The Denver Police Department never found out what happened to the missing marker. “No arrests have been made,” and the case is “inactive pending new information,” a DPD spokesperson wrote in a text.
Previously, Ha told Denverite it was unclear what happened to the marker. There was no video evidence documenting its removal. Although CAPU didn’t receive any hateful messages about its disappearance, malicious intent has not been ruled out. Some suspect the marker was hit by a vehicle, but the fact that it was not left on the ground was cause for suspicion.
Although a new marker has already been installed, CAPU has yet to raise the remaining $2,000 needed to cover the $12,000 total necessary for its replacement.
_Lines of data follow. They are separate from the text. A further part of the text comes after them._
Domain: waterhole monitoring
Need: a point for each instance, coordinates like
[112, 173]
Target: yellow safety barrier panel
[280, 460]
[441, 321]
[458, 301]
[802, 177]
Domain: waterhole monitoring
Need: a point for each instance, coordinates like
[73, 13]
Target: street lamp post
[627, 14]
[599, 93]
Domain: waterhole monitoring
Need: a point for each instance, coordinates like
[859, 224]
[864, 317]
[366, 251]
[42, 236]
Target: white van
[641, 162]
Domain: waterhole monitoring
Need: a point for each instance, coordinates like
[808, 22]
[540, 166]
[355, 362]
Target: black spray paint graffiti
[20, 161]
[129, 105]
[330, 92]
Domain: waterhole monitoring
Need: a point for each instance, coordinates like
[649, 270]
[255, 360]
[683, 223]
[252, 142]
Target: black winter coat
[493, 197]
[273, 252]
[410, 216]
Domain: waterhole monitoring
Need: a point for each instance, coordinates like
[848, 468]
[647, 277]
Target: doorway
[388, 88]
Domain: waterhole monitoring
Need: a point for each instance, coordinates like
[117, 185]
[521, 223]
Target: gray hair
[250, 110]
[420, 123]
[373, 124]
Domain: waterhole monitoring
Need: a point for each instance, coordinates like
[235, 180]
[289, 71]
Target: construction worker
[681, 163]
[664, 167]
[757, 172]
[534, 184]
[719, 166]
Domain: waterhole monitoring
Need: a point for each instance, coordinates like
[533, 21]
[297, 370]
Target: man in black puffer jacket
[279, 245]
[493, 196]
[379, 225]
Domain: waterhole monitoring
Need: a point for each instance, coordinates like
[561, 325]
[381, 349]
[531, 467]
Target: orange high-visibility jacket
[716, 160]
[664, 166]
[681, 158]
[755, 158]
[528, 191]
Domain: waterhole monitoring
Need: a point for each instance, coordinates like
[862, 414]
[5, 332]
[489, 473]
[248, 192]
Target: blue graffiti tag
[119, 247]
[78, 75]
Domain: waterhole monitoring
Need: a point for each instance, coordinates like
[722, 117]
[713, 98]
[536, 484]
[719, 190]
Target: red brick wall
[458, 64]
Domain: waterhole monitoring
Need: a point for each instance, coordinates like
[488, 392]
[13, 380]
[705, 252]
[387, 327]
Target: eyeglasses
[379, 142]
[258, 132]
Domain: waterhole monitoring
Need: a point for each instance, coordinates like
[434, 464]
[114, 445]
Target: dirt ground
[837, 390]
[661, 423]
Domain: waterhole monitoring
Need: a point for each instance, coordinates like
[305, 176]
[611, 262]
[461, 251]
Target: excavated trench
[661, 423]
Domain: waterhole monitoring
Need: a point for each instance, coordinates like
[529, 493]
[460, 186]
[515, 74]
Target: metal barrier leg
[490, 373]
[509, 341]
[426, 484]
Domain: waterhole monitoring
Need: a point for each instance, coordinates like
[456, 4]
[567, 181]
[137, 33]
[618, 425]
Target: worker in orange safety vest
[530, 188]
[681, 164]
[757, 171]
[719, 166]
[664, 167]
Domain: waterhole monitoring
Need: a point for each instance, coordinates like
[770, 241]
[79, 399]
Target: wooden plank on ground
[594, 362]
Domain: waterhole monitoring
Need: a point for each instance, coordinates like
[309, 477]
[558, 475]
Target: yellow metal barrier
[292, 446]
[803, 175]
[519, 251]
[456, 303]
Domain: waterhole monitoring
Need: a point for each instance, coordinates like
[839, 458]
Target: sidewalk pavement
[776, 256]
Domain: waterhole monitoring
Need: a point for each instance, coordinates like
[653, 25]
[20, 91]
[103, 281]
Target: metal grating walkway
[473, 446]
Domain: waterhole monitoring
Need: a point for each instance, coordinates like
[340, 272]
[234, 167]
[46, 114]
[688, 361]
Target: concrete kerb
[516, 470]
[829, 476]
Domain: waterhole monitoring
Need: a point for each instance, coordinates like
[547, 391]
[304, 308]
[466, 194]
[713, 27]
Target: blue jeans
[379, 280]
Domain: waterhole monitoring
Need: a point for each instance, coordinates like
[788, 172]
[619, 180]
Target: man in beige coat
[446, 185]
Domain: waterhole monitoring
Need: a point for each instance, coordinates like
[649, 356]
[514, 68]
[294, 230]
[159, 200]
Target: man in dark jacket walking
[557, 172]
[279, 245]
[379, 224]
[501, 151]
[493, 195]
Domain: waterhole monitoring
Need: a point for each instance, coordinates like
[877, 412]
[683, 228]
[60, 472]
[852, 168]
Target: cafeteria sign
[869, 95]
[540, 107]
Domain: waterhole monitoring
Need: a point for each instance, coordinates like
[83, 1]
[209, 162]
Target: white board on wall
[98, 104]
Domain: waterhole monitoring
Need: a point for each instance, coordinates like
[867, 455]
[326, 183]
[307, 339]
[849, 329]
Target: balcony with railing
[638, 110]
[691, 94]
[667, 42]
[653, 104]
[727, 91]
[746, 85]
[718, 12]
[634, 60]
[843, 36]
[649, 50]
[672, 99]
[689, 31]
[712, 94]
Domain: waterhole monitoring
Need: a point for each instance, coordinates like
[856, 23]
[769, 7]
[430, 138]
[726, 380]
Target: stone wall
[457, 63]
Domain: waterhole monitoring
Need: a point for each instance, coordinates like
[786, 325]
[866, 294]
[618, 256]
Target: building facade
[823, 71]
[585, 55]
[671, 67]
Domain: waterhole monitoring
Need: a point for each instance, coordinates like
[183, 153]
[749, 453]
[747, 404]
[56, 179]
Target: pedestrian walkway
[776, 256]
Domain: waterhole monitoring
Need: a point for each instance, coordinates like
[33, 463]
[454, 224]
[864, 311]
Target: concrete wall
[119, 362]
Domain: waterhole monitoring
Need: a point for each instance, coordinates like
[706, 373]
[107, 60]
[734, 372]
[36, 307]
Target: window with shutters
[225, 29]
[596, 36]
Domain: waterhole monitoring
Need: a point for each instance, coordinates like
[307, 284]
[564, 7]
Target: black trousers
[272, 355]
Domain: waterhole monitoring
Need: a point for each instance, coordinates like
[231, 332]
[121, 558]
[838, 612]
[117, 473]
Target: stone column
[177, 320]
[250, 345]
“It was mostly smaller donations that helped us get there,” Ha said of the fundraising so far, as well as a larger donation from the Denver Asian American Pacific Islander Commission.
Ha said a community leader recently offered to provide a thousand-dollar matching donation if CAPU is able to raise the other $1,000 needed to meet its goal.
The new marker is nearly identical to its predecessor, with a few small adjustments.
“There are some changes that we made to make sure that it's even more sturdy, although it was incredibly sturdy before,” Ha said. “It's not something that you could have ripped out without a vehicle. But we did try to reinforce it further.” She said CAPU also enlarged the text on the new model to make it more legible.
There will be an official unveiling for the new marker in October – date and time to be announced.
“We want an opportunity for the community to get together and celebrate the fact that we were able to get it reinstalled and to see it and be in community,” Ha said.
Ha said event details will be announced on CAPU’s Instagram and Facebook. She also encouraged people who are interested in learning more about the history of Denver’s Chinatown to visit History Colorado’s upcoming exhibit, Where is Denver’s Chinatown? Stories Remembered, Reclaimed, Reimagined. It will be on display from Oct. 9, 2024, through Aug. 9, 2025.
Editor's note: This story was corrected to accurately reflect the intersection where the marker is located.